Paula Haddad : Il y a une dizaine d’années, j’ai découvert le monde particulier d’Internet, celui du décalage entre contact virtuel et rencontre réelle. D’où l’immense désillusion possible. J’ai accumulé une série de rendez-vous pour le moins bizarres, et j’ai eu le sentiment qu’il y avait quelque chose à écrire, toujours avec humour car c’est l’unique façon de supporter ce qui apparaît alors comme une suite d’échecs. D’où l’envie de transmettre mon expérience assortie de dessins qui renforcent la dimension humoristique.
A.J. : Ces sites de rencontres sont-ils un univers glamour mais impitoyable ?
P.H. : Le glamour est là les premiers temps, quand on reçoit dix messages à la minute.
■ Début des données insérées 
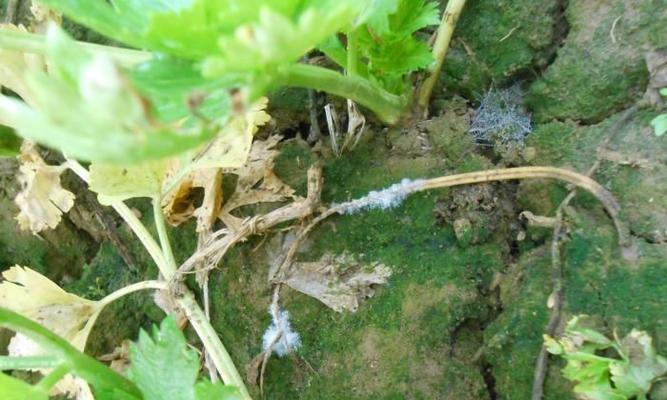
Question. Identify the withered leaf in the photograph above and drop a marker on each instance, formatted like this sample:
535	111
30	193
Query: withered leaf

Cela regonfle l’ego et l’espoir, donne le sentiment que les possibilités sont infinies. On se sent portée par opposition au quotidien où jamais cinquante hommes ne vous sourient en même temps ! Rapidement, l’excitation des débuts fait place à cet univers impitoyable qui peut vous user, si on y consacre trop de temps comme dans la recherche d’un job.
A.J. : Vous décryptez les techniques marketing des sites, algorithmes et tests d’affinités pour cibler les profils idéaux. N’induit-on pas dès l’origine des relations erronées ?
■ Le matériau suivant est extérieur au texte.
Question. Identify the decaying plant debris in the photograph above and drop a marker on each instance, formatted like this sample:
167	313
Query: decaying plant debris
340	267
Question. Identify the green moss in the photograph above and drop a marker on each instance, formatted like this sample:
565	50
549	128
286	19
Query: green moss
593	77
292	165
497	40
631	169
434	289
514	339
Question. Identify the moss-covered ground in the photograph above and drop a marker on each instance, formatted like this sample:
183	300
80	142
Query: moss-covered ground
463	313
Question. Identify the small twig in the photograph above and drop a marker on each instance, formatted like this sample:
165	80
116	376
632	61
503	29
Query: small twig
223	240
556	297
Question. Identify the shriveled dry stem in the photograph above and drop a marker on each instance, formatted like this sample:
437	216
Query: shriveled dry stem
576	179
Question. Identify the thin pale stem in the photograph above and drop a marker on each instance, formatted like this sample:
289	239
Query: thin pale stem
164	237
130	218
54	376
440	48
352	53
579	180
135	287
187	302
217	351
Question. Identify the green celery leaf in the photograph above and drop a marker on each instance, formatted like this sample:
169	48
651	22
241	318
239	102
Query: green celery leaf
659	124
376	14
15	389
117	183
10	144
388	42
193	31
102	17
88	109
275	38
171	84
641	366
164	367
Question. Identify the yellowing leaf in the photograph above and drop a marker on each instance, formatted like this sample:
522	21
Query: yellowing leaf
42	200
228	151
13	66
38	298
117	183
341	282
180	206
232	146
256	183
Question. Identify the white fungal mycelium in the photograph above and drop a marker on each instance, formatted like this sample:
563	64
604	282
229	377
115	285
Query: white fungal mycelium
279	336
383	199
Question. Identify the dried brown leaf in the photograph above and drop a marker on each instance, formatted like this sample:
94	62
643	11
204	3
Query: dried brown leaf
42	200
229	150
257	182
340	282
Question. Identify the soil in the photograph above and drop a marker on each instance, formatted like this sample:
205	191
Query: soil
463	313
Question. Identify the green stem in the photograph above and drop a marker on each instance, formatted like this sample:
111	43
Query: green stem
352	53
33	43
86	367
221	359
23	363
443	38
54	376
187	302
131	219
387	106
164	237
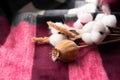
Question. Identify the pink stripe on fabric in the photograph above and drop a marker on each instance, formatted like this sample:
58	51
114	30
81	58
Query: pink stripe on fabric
16	54
88	66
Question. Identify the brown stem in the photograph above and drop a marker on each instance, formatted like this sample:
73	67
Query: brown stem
62	30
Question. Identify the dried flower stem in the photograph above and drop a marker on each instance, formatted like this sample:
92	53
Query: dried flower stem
63	30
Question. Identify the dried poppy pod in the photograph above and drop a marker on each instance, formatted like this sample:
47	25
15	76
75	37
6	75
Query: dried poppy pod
66	50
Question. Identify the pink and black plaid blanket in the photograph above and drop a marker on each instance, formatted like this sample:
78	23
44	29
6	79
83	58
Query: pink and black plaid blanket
21	59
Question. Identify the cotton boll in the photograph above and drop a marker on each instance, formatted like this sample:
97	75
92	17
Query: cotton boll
99	27
86	37
78	24
88	27
96	37
99	17
85	18
107	31
55	38
109	20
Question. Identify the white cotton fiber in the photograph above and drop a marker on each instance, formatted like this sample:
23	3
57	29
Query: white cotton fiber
109	20
99	27
87	8
55	38
88	27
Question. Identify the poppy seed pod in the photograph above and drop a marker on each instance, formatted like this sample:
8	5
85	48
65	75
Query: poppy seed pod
65	50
P.H. : Oui, je ne crois guère à ce système comme je l’écris dans la rubrique « Love Computer ». Vous cochez « j’aime les penne quatre fromages », lui aussi : bingo ! Une histoire d’amour est née ! Certains y voient peut-être une première sélection avant de poursuivre le dialogue. Ces rencontres reposent sur le principe de deux profils reliés, d’où le titre. D’ailleurs, un dessin du livre montre deux ordinateurs connectés, non des humains.
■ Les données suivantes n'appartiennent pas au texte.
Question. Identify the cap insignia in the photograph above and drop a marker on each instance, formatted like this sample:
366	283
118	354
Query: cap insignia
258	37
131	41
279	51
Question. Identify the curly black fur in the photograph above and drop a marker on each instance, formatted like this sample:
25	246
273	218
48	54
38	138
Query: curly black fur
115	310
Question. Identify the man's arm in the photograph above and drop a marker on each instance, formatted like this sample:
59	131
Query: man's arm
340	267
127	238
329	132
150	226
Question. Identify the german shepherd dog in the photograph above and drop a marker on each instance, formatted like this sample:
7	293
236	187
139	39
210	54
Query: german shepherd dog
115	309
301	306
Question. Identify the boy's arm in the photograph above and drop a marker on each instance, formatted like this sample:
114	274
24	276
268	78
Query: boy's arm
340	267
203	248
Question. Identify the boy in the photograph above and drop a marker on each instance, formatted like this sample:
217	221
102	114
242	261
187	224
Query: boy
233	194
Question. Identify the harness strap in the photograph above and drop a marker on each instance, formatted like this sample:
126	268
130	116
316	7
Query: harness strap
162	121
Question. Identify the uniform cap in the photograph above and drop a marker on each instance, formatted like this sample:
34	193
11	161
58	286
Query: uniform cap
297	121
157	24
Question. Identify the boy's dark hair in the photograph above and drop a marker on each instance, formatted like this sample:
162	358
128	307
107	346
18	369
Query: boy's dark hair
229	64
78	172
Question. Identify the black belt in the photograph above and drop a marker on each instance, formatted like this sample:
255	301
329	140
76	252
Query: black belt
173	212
A.J. : Peut-on encore parler de « rencontre » ?
P.H. : Je n’ai pas une vision si sombre de la question car j’ai aussi fait de belles rencontres, avec des gens « normaux » et intéressants sans pour autant que cela induise un couple.
A.J. : Vous décodez discours, pseudos et profils. Que révèle ce langage si particulier ?
P.H. : J’ai fait mon mémoire de lettres en stylistique, ici dans un autre registre, analyser le langage est surtout prétexte à l’humour. Choisir pour pseudo Turlucucul, Entrejambe ou Memyself est quand même révélateur ! Quant au premier contact, il va de l’abréviation « Slt (Salut) » au simple « flash » pour dire bonjour. L’économie verbale est un subterfuge, une paresse quand vous n’obtenez jamais de réponse à un vrai message « rédigé ». Parfois, certains messages agressifs sans fondement, révèlent bien plus : une frustration.
A.J. : On rit beaucoup. Quelles sont vos histoires de rencontres préférées ?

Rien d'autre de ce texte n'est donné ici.